The semiconductor industry has been teasing us for years with the concept of storage class memory, or SCM. This magical new material will be faster than flash, cheaper than DRAM and persistent without the pesky endurance issues that plague flash.

Over the last few years, it seemed as if 3D XPoint would be the unobtainium that would move us into a new golden age of persistent memory computing. That was until Intel and Micron's revelation last month that they will terminate their joint development deal.

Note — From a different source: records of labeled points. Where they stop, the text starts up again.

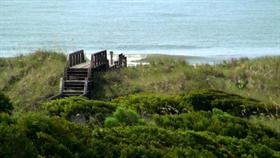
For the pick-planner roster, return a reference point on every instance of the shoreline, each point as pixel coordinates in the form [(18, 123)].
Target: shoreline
[(205, 57)]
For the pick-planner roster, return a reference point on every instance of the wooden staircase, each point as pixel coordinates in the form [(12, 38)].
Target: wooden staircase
[(78, 74)]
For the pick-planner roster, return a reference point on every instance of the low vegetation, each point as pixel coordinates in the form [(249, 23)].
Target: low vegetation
[(165, 109), (175, 127)]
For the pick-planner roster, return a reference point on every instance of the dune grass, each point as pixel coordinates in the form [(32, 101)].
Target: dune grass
[(256, 78), (31, 79)]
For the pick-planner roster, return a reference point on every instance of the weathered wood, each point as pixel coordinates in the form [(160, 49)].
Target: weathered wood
[(75, 58), (78, 76)]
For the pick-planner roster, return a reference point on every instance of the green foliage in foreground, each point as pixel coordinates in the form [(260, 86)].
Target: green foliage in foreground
[(140, 126), (5, 104), (254, 78)]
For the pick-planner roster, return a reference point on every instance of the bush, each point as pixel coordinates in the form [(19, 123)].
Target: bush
[(123, 117), (231, 103), (5, 104), (81, 110), (147, 104)]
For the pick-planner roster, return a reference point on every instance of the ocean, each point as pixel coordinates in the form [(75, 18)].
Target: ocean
[(208, 28)]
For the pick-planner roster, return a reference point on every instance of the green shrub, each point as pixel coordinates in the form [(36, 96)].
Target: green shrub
[(5, 104), (231, 103), (123, 117), (147, 104), (81, 110)]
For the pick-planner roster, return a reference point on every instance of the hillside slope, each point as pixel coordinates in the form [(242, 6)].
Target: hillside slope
[(31, 79)]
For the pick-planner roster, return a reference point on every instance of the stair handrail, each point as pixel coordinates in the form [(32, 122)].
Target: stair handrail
[(75, 58)]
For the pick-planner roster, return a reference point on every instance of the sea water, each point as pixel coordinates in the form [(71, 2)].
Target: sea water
[(218, 28)]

I've been fooled before. Phase-change memory, resistive memory, magnetic RAM, memristors and electron spin-transfer torque each looked like they might get me as excited in my 60s as bubble did in my 20s. But 3D XPoint looked different and still does. It has the density and persistence to really be SCM if Intel Optane SSDs and Micron products can deliver on the companies' claims of 3D XPoint being 1,000 times faster than flash and if they can sell it at prices closer to the cost of enterprise SSDs than registered DIMMs.

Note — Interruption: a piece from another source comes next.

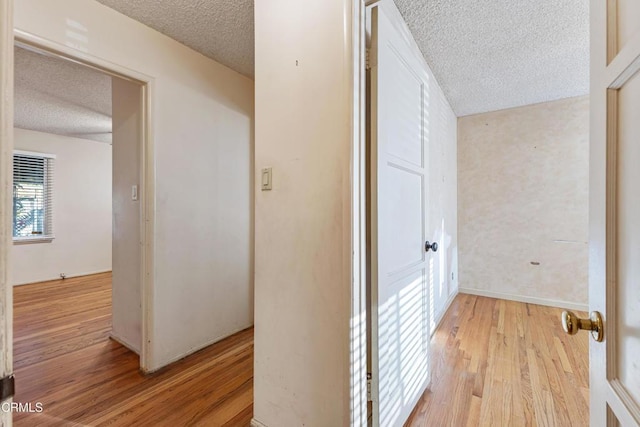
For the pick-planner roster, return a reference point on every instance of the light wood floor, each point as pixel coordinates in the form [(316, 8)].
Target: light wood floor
[(503, 363), (495, 363), (64, 359)]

Profitability and marketing issues

It appears it's the issue of profitability that's caused Intel and Micron to decide to end their joint development of 3D XPoint after the second generation, which is currently in development. Intel uses 3D XPoint in its Optane products. Demand for Optane products has apparently been so soft that Micron has been selling its share of the Lehi, Utah, joint fab's production to Intel at a loss rather than introduce its long-delayed QuantX-branded 3D XPoint devices.

It may be true that 3D XPoint is 1,000 times faster than flash when writing to an individual cell. But the only 3D XPoint products out so far are Optane SSDs that stick that hyperfast technology behind an x4 PCIe slot and the block storage-oriented NVMe software interface.

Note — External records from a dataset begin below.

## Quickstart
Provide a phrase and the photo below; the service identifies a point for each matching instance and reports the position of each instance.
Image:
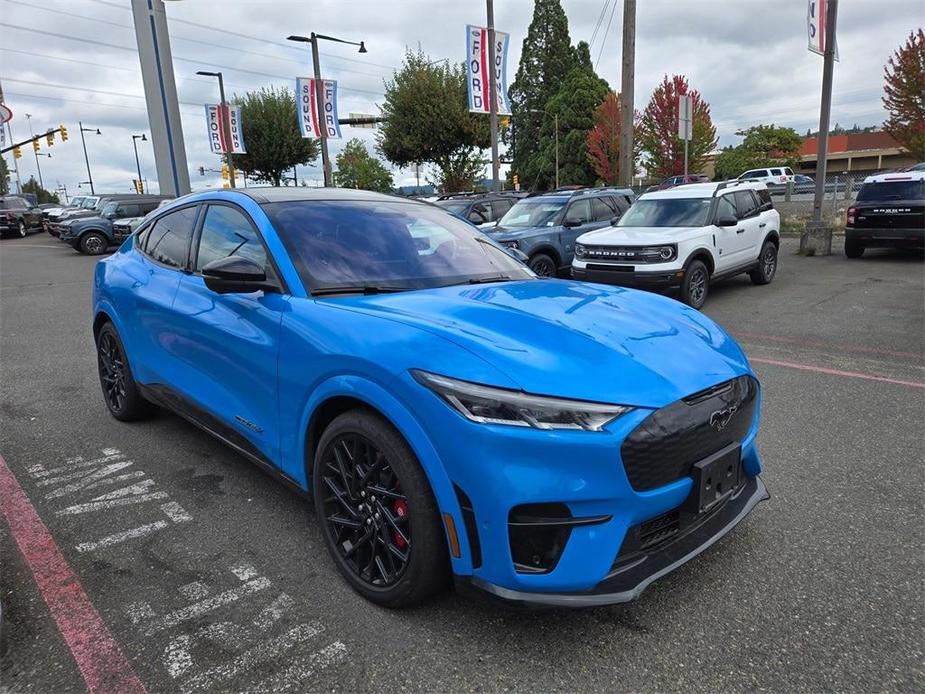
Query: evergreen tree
(545, 60)
(578, 97)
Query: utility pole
(34, 150)
(627, 82)
(493, 95)
(816, 236)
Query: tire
(120, 392)
(543, 265)
(356, 532)
(767, 264)
(93, 243)
(853, 249)
(696, 284)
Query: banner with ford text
(816, 14)
(217, 133)
(477, 70)
(307, 96)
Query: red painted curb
(101, 662)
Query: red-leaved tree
(904, 94)
(658, 130)
(604, 139)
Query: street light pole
(493, 95)
(86, 158)
(313, 39)
(225, 119)
(34, 151)
(135, 139)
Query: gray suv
(544, 227)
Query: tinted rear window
(892, 190)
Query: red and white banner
(217, 132)
(307, 96)
(816, 17)
(477, 70)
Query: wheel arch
(342, 393)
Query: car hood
(636, 236)
(572, 339)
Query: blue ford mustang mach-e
(544, 441)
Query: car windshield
(386, 246)
(892, 190)
(532, 213)
(667, 212)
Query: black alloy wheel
(120, 392)
(696, 284)
(543, 265)
(767, 264)
(377, 513)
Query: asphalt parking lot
(218, 579)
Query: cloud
(748, 58)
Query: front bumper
(628, 579)
(886, 238)
(628, 276)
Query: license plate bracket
(715, 479)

If Intel Optane SSDs haven't sold as fast as the company's management may have liked, I place a good part of the blame on Intel marketing. It may be true that 3D XPoint is 1,000 times faster than flash when writing to an individual cell. But the only 3D XPoint products out so far are Intel Optane SSDs that stick that hyperfast technology behind an x4 Peripheral Component Interconnect Express (PCIe) slot and the block storage-oriented nonvolatile memory express (NVMe) software interface.

Instead of that 1,000-time improvement, Optane SSDs deliver four to 10 times higher IOPS, or lower latency, than high-end NVMe SSDs using NAND flash, such as Intel's DC P3700. Since Intel Optane SSDs cost about five times as much as those flash NVMe devices per gigabyte of storage, architects have to choose between a relatively little bit of lightning-fast Optane or five times as much pretty darn fast NVMe flash.

Using a 750 GB Intel Optane DC P4800X as the performance tier in a two-tier storage system will provide lightning-fast access to the hottest 750 GB of your data -- write I/Os that go to the performance layer first. The same $3,000 or so that the P4800X costs will buy you 4 TB in the performance tier on a flash drive.

Intel Optane SSD
Intel's Optane SSD DC P4800X

Which configuration will make any given set of applications run faster depends as much on the I/O heat maps and long-tail sensitivity of the applications as the latency hit incurred when accessing the storage layer.

Performance-to-cost ratio

It seems to me a new media tier has to deliver a performance-to-cost ratio of at least 2-to-1. That is, the performance boost compared to the next layer down has to be at least twice as big as the cost premium for that media. Optane costs about five times as much as flash and will accelerate access to that hottest data about five times. That ratio of 1-to-1 makes Optane less than compelling than spending the same money on more fast flash, which is fast enough for today's applications.

Intel's recently launched Optane DC nonvolatile DIMMs that should deliver 10 times the performance of Intel Optane SSDs. More importantly, a 512 GB Optane DC DIMM simply appears as nonvolatile memory (NVM) in the address space. That frees applications from having to treat NVM as inconceivably fast hard disks, so an in-memory database can make a remote direct memory access call into persistent of another node to protect data.

Clearly, Intel and Micron disagree about when this brave new world of persistent memory computing will come to pass. I hope it's while I'm still reporting on this business, because it looks pretty cool.